2026-04-12 14:23:57 +02:00

91 lines
4.3 KiB
Markdown

# CLAUDE.md
This file provides guidance to Claude Code (claude.ai/code) when working with code in this repository.
## Project Overview
DeerFlow Frontend is a Next.js 16 web interface for an AI agent system. It communicates with a LangGraph-based backend to provide thread-based AI conversations with streaming responses, artifacts, and a skills/tools system.

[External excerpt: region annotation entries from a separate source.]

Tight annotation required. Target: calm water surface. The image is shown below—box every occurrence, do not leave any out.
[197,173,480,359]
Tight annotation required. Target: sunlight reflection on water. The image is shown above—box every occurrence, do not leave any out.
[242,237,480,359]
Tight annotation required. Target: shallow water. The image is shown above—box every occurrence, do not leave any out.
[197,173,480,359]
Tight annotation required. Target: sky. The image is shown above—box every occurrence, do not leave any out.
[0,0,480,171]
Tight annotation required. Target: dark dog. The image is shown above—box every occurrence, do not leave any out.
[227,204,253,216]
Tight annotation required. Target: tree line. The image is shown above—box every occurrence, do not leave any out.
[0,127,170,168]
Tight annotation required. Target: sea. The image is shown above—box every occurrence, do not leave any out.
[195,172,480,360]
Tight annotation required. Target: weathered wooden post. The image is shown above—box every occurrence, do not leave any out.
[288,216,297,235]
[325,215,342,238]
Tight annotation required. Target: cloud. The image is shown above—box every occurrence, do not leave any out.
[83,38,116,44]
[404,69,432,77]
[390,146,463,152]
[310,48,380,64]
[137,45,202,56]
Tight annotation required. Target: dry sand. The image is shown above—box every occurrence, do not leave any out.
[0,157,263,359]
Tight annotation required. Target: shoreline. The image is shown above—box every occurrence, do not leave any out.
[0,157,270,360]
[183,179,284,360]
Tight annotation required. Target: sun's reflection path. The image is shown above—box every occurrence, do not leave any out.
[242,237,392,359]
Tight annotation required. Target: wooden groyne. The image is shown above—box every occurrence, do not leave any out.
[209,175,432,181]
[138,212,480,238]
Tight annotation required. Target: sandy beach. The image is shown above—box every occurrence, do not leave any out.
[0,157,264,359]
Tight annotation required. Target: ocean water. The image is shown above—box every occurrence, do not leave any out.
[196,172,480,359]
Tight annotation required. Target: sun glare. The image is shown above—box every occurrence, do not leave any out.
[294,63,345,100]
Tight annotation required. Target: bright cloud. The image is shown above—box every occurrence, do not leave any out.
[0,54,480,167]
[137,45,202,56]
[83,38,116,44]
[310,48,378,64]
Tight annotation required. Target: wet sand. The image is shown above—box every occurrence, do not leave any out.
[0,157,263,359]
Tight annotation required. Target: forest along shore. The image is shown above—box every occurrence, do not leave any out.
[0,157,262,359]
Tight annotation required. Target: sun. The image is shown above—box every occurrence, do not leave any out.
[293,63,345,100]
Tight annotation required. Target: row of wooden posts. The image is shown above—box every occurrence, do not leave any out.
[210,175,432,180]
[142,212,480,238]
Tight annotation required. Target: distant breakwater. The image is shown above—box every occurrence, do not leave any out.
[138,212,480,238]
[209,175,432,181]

**Stack**: Next.js 16, React 19, TypeScript 5.8, Tailwind CSS 4, pnpm 10.26.2
## Commands
| Command | Purpose |
| ---------------- | ------------------------------------------------- |
| `pnpm dev` | Dev server with Turbopack (http://localhost:3000) |
| `pnpm build` | Production build |
| `pnpm check` | Lint + type check (run before committing) |
| `pnpm lint` | ESLint only |
| `pnpm lint:fix` | ESLint with auto-fix |
| `pnpm typecheck` | TypeScript type check (`tsc --noEmit`) |
| `pnpm start` | Start production server |
No test framework is configured.
## Architecture
```
Frontend (Next.js) ──▶ LangGraph SDK ──▶ LangGraph Backend (lead_agent)
├── Sub-Agents
└── Tools & Skills
```
The frontend is a stateful chat application. Users create **threads** (conversations), send messages, and receive streamed AI responses. The backend orchestrates agents that can produce **artifacts** (files/code) and **todos**.
### Source Layout (`src/`)
- **`app/`** — Next.js App Router. Routes: `/` (landing), `/workspace/chats/[thread_id]` (chat).
- **`components/`** — React components split into:
- `ui/` — Shadcn UI primitives (auto-generated, ESLint-ignored)
- `ai-elements/` — Vercel AI SDK elements (auto-generated, ESLint-ignored)
- `workspace/` — Chat page components (messages, artifacts, settings)
- `landing/` — Landing page sections
- **`core/`** — Business logic, the heart of the app:
- `threads/` — Thread creation, streaming, state management (hooks + types)
- `api/` — LangGraph client singleton
- `artifacts/` — Artifact loading and caching
- `i18n/` — Internationalization (en-US, zh-CN)
- `settings/` — User preferences in localStorage
- `memory/` — Persistent user memory system
- `skills/` — Skills installation and management
- `messages/` — Message processing and transformation
- `mcp/` — Model Context Protocol integration
- `models/` — TypeScript types and data models
- **`hooks/`** — Shared React hooks
- **`lib/`** — Utilities (`cn()` from clsx + tailwind-merge)
- **`server/`** — Server-side code (better-auth, not yet active)
- **`styles/`** — Global CSS with Tailwind v4 `@import` syntax and CSS variables for theming
### Data Flow
1. User input → thread hooks (`core/threads/hooks.ts`) → LangGraph SDK streaming
2. Stream events update thread state (messages, artifacts, todos)
3. TanStack Query manages server state; localStorage stores user settings
4. Components subscribe to thread state and render updates
### Key Patterns
- **Server Components by default**, `"use client"` only for interactive components
- **Thread hooks** (`useThreadStream`, `useSubmitThread`, `useThreads`) are the primary API interface
- **LangGraph client** is a singleton obtained via `getAPIClient()` in `core/api/`
- **Environment validation** uses `@t3-oss/env-nextjs` with Zod schemas (`src/env.js`). Skip with `SKIP_ENV_VALIDATION=1`
## Code Style
- **Imports**: Enforced ordering (builtin → external → internal → parent → sibling), alphabetized, newlines between groups. Use inline type imports: `import { type Foo }`.
- **Unused variables**: Prefix with `_`.
- **Class names**: Use `cn()` from `@/lib/utils` for conditional Tailwind classes.
- **Path alias**: `@/*` maps to `src/*`.
- **Components**: `ui/` and `ai-elements/` are generated from registries (Shadcn, MagicUI, React Bits, Vercel AI SDK) — don't manually edit these.
## Environment
Backend API URLs are optional; an nginx proxy is used by default:
```
NEXT_PUBLIC_BACKEND_BASE_URL=http://localhost:8001
NEXT_PUBLIC_LANGGRAPH_BASE_URL=http://localhost:2024
```
Requires Node.js 22+ and pnpm 10.26.2+.